Apakah benar, garis-garis merah yang umum kita dapati dalam peta adalah batasan mutlak manusia untuk merasa aman dan tidak aman? Betulkah bahwa setiap manusia terpisah oleh identitas nasional yang dilegitimasi oleh sistem perbatasan dan mekanisme imigrasi? 

Fakta-fakta yang membuat seorang Guru Besar Hukum Imigrasi University of Hawaii, Reece Jones terus mempertanyakan adat baru manusia yang dikonvesi secara internasional tersebut. Ia menyoroti fakta lima belas tahun terakhir sampai titik kepemimpinan Trump, bahwa telah terjadi trend dominan dalam konstruksi infrastruktur perbatasan. 

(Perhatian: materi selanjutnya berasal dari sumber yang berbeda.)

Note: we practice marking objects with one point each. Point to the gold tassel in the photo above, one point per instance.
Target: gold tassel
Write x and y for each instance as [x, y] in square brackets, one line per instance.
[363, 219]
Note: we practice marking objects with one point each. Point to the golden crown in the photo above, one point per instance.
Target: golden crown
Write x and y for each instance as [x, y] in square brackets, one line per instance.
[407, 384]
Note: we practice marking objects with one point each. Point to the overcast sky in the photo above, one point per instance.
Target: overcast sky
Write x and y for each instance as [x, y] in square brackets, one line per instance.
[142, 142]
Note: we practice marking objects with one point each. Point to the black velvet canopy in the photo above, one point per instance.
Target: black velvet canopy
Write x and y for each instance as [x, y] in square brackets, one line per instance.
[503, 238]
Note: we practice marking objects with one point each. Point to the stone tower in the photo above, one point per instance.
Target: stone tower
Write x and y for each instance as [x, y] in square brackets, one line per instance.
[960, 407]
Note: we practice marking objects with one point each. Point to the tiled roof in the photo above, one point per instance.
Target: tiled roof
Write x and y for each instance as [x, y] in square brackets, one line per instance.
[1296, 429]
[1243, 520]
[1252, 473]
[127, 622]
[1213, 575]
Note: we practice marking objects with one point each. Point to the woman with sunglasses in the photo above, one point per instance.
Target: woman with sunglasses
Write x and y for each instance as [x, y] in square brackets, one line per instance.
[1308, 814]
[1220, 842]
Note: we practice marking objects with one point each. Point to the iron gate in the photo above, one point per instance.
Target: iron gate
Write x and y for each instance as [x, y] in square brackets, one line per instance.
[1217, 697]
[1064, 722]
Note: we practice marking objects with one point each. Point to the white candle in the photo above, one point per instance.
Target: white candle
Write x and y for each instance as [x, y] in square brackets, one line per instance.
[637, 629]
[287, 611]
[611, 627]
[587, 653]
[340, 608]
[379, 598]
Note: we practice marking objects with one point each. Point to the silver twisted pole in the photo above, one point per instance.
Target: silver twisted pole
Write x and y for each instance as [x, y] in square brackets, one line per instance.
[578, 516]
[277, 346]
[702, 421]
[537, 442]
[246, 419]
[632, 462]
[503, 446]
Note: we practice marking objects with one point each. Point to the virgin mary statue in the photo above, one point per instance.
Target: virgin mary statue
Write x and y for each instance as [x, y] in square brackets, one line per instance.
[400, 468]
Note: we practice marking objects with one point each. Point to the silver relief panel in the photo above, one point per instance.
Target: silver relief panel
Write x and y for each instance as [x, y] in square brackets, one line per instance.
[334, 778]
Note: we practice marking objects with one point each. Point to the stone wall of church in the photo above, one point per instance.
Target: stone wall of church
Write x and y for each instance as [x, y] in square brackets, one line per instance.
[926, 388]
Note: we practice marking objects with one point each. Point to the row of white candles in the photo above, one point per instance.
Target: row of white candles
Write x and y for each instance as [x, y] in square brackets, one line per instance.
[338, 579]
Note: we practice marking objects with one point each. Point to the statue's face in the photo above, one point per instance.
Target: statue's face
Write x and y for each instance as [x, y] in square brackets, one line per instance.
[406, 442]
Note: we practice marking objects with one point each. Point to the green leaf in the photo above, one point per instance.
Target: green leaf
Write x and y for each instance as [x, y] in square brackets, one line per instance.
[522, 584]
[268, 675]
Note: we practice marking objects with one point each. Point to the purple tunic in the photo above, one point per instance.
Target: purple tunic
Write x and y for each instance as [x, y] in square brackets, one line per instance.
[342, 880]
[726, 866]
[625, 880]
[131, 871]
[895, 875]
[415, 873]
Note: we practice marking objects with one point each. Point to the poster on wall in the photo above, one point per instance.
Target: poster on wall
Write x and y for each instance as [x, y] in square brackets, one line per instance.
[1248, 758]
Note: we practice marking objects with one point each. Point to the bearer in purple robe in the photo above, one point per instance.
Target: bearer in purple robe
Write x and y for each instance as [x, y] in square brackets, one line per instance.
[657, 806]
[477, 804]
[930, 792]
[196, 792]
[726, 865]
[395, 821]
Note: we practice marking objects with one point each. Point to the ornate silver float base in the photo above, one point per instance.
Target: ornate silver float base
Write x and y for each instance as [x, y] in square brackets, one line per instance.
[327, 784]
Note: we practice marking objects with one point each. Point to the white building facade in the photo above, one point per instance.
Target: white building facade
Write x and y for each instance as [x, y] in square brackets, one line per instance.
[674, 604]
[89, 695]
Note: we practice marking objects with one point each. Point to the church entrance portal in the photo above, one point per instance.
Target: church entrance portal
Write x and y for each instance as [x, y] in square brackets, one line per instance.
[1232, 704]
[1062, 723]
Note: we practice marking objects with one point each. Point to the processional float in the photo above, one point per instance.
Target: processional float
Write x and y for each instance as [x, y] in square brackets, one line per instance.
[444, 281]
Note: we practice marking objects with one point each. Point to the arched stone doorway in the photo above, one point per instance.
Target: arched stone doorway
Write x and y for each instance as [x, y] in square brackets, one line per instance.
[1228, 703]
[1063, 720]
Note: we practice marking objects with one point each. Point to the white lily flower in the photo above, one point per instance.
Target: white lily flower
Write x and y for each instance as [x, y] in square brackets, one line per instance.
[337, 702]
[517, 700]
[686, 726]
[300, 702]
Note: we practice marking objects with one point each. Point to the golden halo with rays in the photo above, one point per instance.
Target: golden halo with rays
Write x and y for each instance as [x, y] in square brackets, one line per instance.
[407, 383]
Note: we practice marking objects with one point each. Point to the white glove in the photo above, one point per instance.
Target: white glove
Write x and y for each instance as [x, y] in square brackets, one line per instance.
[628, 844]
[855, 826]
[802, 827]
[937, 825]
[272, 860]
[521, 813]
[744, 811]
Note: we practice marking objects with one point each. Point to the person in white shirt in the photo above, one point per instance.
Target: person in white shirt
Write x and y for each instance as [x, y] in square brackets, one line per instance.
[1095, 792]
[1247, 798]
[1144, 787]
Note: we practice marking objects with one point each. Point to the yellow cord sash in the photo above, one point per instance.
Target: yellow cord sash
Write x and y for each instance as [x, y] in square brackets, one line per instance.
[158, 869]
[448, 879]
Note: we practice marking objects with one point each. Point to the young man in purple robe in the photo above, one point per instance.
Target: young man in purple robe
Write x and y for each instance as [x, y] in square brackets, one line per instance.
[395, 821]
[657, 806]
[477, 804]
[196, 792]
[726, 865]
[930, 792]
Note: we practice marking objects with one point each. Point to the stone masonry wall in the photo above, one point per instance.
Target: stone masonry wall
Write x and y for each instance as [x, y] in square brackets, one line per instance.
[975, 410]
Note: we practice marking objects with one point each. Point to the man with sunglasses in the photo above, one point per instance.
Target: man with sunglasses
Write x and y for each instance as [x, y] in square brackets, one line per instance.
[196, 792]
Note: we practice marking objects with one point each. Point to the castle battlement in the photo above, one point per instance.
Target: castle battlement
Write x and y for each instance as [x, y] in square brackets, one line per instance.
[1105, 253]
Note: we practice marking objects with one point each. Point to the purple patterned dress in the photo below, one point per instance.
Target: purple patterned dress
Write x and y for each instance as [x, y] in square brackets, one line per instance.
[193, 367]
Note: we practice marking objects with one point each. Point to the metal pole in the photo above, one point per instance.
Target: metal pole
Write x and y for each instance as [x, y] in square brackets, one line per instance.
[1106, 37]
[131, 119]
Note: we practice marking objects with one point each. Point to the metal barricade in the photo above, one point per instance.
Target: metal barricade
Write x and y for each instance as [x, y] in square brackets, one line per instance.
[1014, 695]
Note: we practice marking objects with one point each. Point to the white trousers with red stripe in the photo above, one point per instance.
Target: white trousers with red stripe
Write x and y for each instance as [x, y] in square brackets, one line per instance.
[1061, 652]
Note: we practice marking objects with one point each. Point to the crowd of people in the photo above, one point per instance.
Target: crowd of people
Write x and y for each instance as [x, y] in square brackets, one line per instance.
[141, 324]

Biaya, penugasan agen dan konstruksi tembok di perbatasan yang jumlahnya kian naik hampir 70 bangunan kian menjadi trend yang mengganggu yaitu peningkatan dramatis manusia yang tewas di perbatasan. Tercatat tewas atau menghilang sebagian warga sipil sebanyak 7500 jiwa pada 2016 yang mendekati perbatasan di berbagai negara.


Peradaban Kapitalis dan Omong Kosong HAM

Hak asasi dengan lantang dan arogan sering diteriakkan Barat sebagai pihak yang ingin diakui dunia sebagai penjaga perdamaian global. Akan tetapi pada saat bersamaan nyawa manusia sangat mudah tertumpah. Keberadaan negara bangsa sangat nyata menjadi salah satu faktor ketegangan manusia, yang membuat masing-masing negara harus meningkatkan keamanan mereka sepanjang perbatasan. Di nusantara banyak didapati hal serupa seperti di perbatasan Malaysia, Papua Nugini dan Timor Leste yang sempat menjadi isu berkepanjangan. Padahal sebelumnya wilayah-wilayah tersebut merupakan kesatuan yang akhirnya terpisah oleh disintegrasi masing-masing.

Hal tersebut semakin menunjukkan wajah Barat sesungguhnya, bahkan di negara bagian mereka sendiri kasus yang terjadi pada masyarakat Meksiko sepanjang perbatasannya dengan AS, sering memperoleh diskriminasi. Pada faktanya peradaban yang mengagung-agungkan sekuler ini tak mampu memberikan pemenuhan hak terutama pada masyarakat lemah seperti imigran muslim, warga sipil dan miskin untuk menginjak bagian bumi lain.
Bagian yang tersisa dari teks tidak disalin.